X_train, X_test, y_train, y_test = train_test_split(X, y, test_size=0.25, random_state=12345, stratify=y)

### 5.1. Linear Regression

In [None]:
# Load the Linear Regression Classifier.

clf = LogisticRegression()

# Train the model.

clf.fit(X_train, y_train)

In [None]:
# Predict the X_test.

y_pred = clf.predict(X_test)
accuracy = accuracy_score(y_test, y_pred)


# Evaluation.

print(classification_report(y_test,y_pred))

# Print: the accuracy score.

print("Accuracy:",accuracy_score(y_test, y_pred))

# Print: F-2.

print("F2 micro:",fbeta_score(y_test, y_pred, beta=2, average='micro'))

# Print: F-2.

print("F2 macro:",fbeta_score(y_test, y_pred, beta=2, average='macro'))

### 5.2. LinearSVC

In [None]:
# Load SVC and train the model.

clf = LinearSVC()
clf.fit(X_train, y_train)

# Predict the X_test.

y_pred = clf.predict(X_test)
accuracy = accuracy_score(y_test, y_pred)

In [None]:
# Evaluation.

print(classification_report(y_test,y_pred))

# Print: the accuracy score.

print("Accuracy:",accuracy_score(y_test, y_pred))

# Print: F-2.

print("F2 micro:",fbeta_score(y_test, y_pred, beta=2, average='micro'))

# Print: F-2.

print("F2 macro:",fbeta_score(y_test, y_pred, beta=2, average='macro'))

### 5.3. LightGBM

In [None]:
# Due to the format of the target we will use Label Encoder.

le = LabelEncoder()
y = le.fit_transform(threads_df['rating'])

# Luego, divide tus datos en conjuntos de entrenamiento y prueba nuevamente
X_train, X_test, y_train, y_test = train_test_split(X, y, test_size=0.25, random_state=42, stratify=y)


In [None]:
# LightGBM format.

d_train = lgb.Dataset(X_train, label=y_train)

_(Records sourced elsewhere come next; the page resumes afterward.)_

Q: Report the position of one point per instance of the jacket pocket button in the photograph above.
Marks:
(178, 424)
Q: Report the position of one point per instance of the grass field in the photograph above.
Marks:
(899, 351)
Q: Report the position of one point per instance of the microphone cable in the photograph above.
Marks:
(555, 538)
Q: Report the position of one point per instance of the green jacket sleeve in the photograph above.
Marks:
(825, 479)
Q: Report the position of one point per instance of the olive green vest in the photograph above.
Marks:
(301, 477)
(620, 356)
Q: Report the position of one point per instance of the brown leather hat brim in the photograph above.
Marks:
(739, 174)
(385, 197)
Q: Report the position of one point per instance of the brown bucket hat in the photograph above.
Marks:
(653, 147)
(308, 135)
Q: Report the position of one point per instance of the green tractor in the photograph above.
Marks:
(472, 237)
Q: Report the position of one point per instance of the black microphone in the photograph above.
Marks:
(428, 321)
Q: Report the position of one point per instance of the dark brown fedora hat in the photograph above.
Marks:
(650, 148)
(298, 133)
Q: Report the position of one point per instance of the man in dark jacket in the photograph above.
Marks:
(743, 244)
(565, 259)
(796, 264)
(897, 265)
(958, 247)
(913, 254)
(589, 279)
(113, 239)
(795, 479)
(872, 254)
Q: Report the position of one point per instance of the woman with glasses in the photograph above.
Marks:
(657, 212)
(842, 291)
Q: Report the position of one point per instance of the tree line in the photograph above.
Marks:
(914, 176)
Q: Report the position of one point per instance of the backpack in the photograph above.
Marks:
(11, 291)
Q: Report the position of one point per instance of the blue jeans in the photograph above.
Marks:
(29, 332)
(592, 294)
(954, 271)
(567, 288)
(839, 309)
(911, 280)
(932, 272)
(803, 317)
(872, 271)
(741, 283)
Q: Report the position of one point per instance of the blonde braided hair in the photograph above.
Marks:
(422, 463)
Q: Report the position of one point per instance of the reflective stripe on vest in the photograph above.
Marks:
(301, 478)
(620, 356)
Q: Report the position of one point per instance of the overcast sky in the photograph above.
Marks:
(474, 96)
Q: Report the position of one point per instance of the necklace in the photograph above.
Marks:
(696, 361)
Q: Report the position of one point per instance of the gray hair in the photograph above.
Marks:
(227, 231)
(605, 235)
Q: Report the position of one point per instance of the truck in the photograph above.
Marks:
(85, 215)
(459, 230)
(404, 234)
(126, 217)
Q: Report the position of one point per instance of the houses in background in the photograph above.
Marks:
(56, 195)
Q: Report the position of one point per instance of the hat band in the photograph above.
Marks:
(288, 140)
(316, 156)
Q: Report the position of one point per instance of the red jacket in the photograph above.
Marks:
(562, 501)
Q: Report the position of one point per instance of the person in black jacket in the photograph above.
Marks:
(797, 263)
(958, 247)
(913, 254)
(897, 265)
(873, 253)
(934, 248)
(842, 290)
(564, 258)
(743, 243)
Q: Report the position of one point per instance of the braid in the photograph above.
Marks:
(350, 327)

# Parámetros para LightGBM, puedes ajustar estos según tus necesidades
params = {
    'objective': 'multiclass',
    'num_class': len(np.unique(y)),
    'metric': 'multi_logloss',
    'boosting_type': 'gbdt',
    'num_leaves': 31,
    'learning_rate': 0.05,
    'feature_fraction': 0.9
}

# Entrenar el modelo
clf = lgb.train(params, d_train,)

# Realizar predicciones
y_pred = clf.predict(X_test, num_iteration=clf.best_iteration)

# Después de obtener y_pred de LightGBM:
y_pred_class = np.argmax(y_pred, axis=1)

# Evaluar el modelo
accuracy = accuracy_score(y_test, y_pred_class)

In [None]:
# Evaluation.

print(classification_report(y_test,y_pred_class))

# Print: the accuracy score.

print("Accuracy:",accuracy_score(y_test, y_pred_class))

# Print: F-2.

print("F2 micro:",fbeta_score(y_test, y_pred_class, beta=2, average='micro'))

# Print: F-2.

print("F2 macro:",fbeta_score(y_test, y_pred_class, beta=2, average='macro'))

# 6. Conclusions 

After several trials with differente models, the accuracy is okay (60-61%) , by the way the macro f2 and f1 scores are poor, due to the imbalance of the dataset in ratings like 2,3 and 4 compared with 1 and 5.